I miei vicini di casa, oltre ad aver avuto danni al tetto come me, si sono trovati con alberi sradicati. Le piante che si vedono nella foto sono un susino ed un fico e sono molto vecchi; il vento li ha totalmente divelti dal terreno scaraventandoli a terra ed è stata una fortuna che non siano caduti addosso la mia recinzione, altrimenti avrei avuto anche quella da riparare. Ma non sono gli unici alberi che hanno perso; il loro frutteto si è ritrovato con la frutta a terra.
Le condizioni climatiche sono ormai cambiate da decenni e questa è una cosa che ormai sanno tutti, così come si sa che non si può tornare indietro da questa situazione. Il territorio sta cambiando troppo in fretta per il clima e per la presenza di specie vegetali ed animali non autoctone; l'agricoltura in questo senso ne soffre parecchio.

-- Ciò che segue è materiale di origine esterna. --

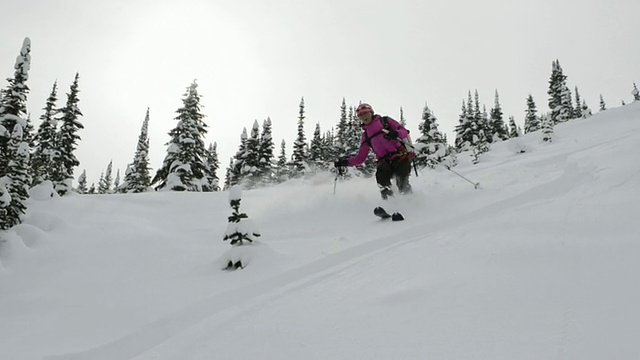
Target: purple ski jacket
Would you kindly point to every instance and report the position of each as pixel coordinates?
(380, 146)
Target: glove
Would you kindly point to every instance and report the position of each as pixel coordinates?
(341, 163)
(391, 134)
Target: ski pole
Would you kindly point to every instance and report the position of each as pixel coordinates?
(475, 185)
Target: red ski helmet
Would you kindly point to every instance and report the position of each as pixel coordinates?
(363, 109)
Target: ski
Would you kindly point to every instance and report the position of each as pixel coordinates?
(383, 214)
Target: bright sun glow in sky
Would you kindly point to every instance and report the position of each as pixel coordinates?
(256, 59)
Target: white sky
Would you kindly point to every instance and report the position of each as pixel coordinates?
(255, 59)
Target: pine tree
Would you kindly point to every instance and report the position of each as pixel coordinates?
(402, 120)
(315, 148)
(66, 141)
(299, 156)
(267, 171)
(213, 164)
(82, 183)
(282, 171)
(104, 186)
(13, 104)
(238, 161)
(251, 169)
(586, 112)
(116, 181)
(137, 178)
(635, 93)
(559, 95)
(184, 166)
(44, 150)
(513, 128)
(17, 179)
(577, 111)
(531, 121)
(431, 143)
(546, 125)
(496, 122)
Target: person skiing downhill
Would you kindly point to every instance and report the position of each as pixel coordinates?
(385, 137)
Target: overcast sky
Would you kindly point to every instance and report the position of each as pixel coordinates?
(255, 59)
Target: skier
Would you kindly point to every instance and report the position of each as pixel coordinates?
(385, 137)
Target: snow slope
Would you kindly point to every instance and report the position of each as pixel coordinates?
(542, 262)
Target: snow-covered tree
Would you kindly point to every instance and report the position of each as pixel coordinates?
(251, 169)
(82, 183)
(315, 148)
(431, 146)
(13, 104)
(213, 164)
(635, 93)
(104, 187)
(17, 180)
(514, 131)
(299, 157)
(560, 101)
(45, 140)
(497, 126)
(267, 160)
(282, 166)
(184, 167)
(67, 141)
(531, 120)
(577, 111)
(137, 178)
(238, 161)
(546, 125)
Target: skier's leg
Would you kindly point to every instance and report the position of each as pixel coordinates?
(383, 177)
(402, 171)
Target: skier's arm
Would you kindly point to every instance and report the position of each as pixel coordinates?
(394, 125)
(362, 153)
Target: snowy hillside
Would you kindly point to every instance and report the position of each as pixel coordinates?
(542, 262)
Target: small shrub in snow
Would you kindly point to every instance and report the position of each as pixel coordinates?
(240, 229)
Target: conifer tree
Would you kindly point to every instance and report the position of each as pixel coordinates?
(213, 164)
(559, 95)
(577, 111)
(66, 141)
(531, 121)
(513, 128)
(497, 125)
(315, 149)
(13, 104)
(238, 161)
(635, 93)
(282, 171)
(251, 169)
(116, 181)
(17, 179)
(45, 140)
(342, 134)
(184, 166)
(104, 187)
(82, 183)
(431, 143)
(299, 156)
(266, 153)
(137, 178)
(402, 120)
(546, 124)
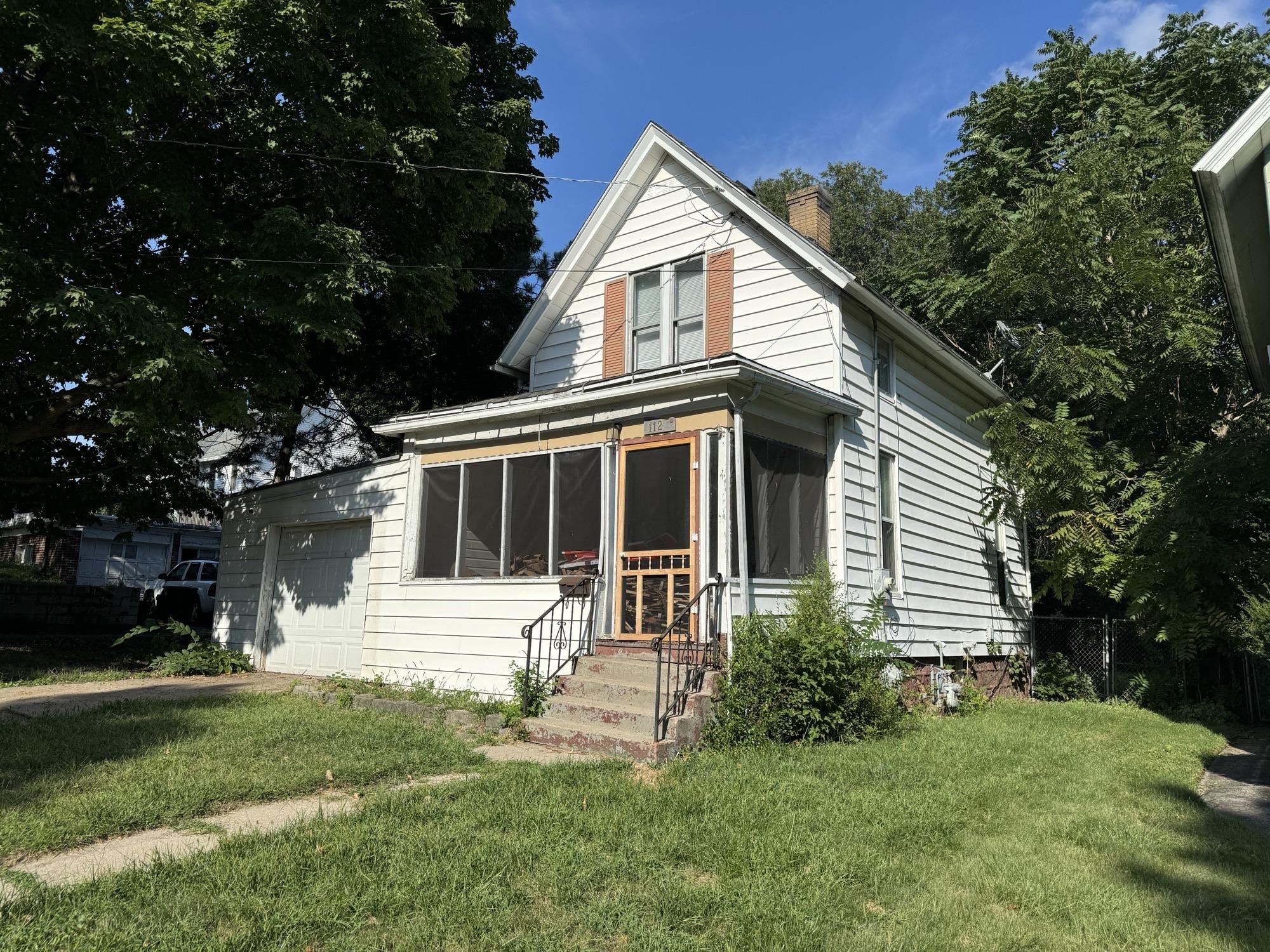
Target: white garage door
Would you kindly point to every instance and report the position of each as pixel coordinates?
(321, 600)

Sta diventando quasi impossibile coltivare la terra. I vigneti che circondavano la mia casa sono tutti spariti e i miei vicini di casa o hanno abbandonato i terreni o cambiato coltivazioni. Adesso, invece delle vigne ci sono i noccioleti, che sembrerebbero essere più resistenti, ma fino a che punto? In quella zona gli alberi da frutta stanno scomparendo.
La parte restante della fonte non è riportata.